Макар разрыл снег, нащупал собаку, с трудом выволок ее наверх.
– Пес ладный, но в беспамятстве. Лапу вон как разбарабанило. Что же делать? Самого бы кто донес до дому, а тут с тобой возись. Послал бог находку. Однако грех бросать живую тварь на погибель. Может, где хозяин жалкует по ней. Дотяну, верста осталась.
Поднял на плечи двухпудового пса, тот взвыл от боли, хотел цапнуть за руку Макара, но, видно, не хватило сил.
– Лежи, вишь, хочу тебя спасти. Жизня и для букашки мила. А нам и того боле… – сказал Макар и пошел в снегу наперекор буре.
Верста тянулась бесконечно долго. Даже луна успела уйти за гору, а он все шел. Много раз Макар отдыхал на этом отрезке пути, опускал пса на снег, начинал дремать, но скулеж собаки выводил его из дремы. А заснул бы, тогда смерть. Легкая, теплая смерть. В голове стучали, тренькали звонкие молоточки, будто кто бил по серебряной наковальне. Пот и снег смешались. Ноги отказались идти, когда Макар увидел через перепляс бури, через белую мглу свою избушку. Упал и пополз, но собаку не бросил, волок ее за собой. Пес в забытьи повизгивал, Макар тянул его за заднюю лапу, как дохлого. Ни разу ему не пришла мысль бросить пса и спасать себя.

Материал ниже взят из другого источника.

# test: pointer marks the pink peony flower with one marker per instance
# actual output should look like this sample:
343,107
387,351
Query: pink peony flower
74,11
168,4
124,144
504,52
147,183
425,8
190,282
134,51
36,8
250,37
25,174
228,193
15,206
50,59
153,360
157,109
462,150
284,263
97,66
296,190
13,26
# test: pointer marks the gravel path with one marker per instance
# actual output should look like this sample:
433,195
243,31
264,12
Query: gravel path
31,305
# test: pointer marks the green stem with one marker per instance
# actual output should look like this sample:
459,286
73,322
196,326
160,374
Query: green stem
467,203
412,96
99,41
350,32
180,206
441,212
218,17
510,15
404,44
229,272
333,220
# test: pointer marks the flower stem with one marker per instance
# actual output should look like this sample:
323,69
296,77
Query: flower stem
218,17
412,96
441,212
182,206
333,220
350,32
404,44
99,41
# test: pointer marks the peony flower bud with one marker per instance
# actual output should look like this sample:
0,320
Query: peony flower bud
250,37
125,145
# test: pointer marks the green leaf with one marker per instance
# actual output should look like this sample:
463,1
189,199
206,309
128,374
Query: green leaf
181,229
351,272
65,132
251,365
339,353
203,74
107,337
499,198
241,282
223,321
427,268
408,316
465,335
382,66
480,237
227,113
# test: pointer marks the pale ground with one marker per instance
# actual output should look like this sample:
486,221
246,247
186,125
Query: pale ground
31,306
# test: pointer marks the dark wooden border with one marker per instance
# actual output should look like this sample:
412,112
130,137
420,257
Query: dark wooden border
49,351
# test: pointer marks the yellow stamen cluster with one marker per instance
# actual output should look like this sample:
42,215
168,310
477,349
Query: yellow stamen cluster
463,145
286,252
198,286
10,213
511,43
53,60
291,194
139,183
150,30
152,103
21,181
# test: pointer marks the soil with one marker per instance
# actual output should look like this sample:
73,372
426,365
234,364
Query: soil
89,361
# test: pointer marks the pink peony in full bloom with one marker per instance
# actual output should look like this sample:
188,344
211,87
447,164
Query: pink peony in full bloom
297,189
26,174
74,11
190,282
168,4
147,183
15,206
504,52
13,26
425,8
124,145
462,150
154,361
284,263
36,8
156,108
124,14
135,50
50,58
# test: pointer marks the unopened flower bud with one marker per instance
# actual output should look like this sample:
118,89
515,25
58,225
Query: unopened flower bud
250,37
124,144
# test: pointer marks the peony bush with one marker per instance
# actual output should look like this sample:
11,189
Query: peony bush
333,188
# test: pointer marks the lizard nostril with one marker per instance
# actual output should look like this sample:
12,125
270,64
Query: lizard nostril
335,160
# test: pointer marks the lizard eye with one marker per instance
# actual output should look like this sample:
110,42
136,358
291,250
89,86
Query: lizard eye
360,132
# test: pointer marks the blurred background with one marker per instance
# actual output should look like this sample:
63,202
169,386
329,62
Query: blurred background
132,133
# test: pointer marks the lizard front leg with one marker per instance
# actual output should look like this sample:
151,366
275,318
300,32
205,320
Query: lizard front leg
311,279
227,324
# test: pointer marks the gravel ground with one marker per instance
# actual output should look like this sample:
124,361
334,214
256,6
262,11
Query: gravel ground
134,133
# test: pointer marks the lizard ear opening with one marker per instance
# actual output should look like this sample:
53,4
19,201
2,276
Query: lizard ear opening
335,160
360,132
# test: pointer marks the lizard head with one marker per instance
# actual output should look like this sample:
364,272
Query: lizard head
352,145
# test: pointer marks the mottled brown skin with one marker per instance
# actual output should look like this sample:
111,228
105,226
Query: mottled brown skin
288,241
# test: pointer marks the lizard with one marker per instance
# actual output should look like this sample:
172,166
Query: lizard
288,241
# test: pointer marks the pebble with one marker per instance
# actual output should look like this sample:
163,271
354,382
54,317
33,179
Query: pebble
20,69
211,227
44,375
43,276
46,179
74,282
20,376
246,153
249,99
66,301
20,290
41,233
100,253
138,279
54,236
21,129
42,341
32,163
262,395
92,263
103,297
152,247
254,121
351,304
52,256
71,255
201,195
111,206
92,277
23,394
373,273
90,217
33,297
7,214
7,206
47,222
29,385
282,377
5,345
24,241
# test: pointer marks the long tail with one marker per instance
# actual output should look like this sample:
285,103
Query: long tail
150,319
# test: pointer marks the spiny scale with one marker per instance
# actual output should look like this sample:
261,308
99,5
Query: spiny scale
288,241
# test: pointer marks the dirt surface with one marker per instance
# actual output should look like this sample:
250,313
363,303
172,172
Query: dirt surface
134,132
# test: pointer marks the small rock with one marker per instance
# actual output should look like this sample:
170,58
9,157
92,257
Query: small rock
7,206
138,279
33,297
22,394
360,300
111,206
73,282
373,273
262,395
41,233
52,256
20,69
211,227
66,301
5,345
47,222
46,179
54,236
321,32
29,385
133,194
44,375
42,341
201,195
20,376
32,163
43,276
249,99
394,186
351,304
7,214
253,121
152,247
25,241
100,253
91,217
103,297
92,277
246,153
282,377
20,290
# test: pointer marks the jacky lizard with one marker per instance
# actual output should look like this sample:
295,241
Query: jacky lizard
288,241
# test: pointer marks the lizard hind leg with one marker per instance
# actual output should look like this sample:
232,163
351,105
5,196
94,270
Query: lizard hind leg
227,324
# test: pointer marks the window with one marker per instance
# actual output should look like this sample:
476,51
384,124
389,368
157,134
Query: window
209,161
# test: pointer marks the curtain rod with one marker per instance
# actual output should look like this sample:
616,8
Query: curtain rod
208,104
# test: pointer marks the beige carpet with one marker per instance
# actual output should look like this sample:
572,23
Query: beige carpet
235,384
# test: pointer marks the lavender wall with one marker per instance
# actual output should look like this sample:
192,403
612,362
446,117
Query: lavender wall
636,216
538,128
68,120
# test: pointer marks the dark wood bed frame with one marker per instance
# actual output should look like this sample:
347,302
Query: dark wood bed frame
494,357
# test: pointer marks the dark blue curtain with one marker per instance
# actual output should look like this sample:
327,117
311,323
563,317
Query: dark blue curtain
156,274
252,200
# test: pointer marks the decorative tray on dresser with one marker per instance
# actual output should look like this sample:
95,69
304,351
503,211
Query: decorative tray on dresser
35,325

С трудом отвалил Макар бревно от дверей сеней. Открыл головой дверь и вполз в сени, втянул за собой пса. Затем открыл двери в дом и перевалился через порог, оставил злую бурю с носом. Обозленная, что жертва ушла, она завизжала в пазах домика, застучала дранкой на крыше, задребезжала стеклами в рамах.
Долго, бесконечно долго лежали человек и пес на полу. Первый дремал, второй был в забытьи. Макар отдохнул, с трудом поднялся на ватные ноги, достал с полки туесок с медом и жадно выпил его как воду. Мед вернул силы. Макар сбросил с себя мокрую дошку, хрустящую ото льда, снял потную рубашку, накинул на плечи зипун, не спеша начал выбирать снег и сосульки из бороды. Лишь потом вздул свечу, растопил печь. Буря неистовствовала, встряхивала домик, как пасечник встряхивает рамку, чтобы сбросить с нее пчел, гудела в трубе. Но она уже была не страшна. Жарко горели в печи дрова, сладкое тепло разлилось по телу. Было легко на душе, ведь Макар сделал больше, чем мог: спас пса и сам выжил. Он бросил на топчан, который стоял у русской печи, изюбриную кожу, положил на него собаку. Она взвизгнула.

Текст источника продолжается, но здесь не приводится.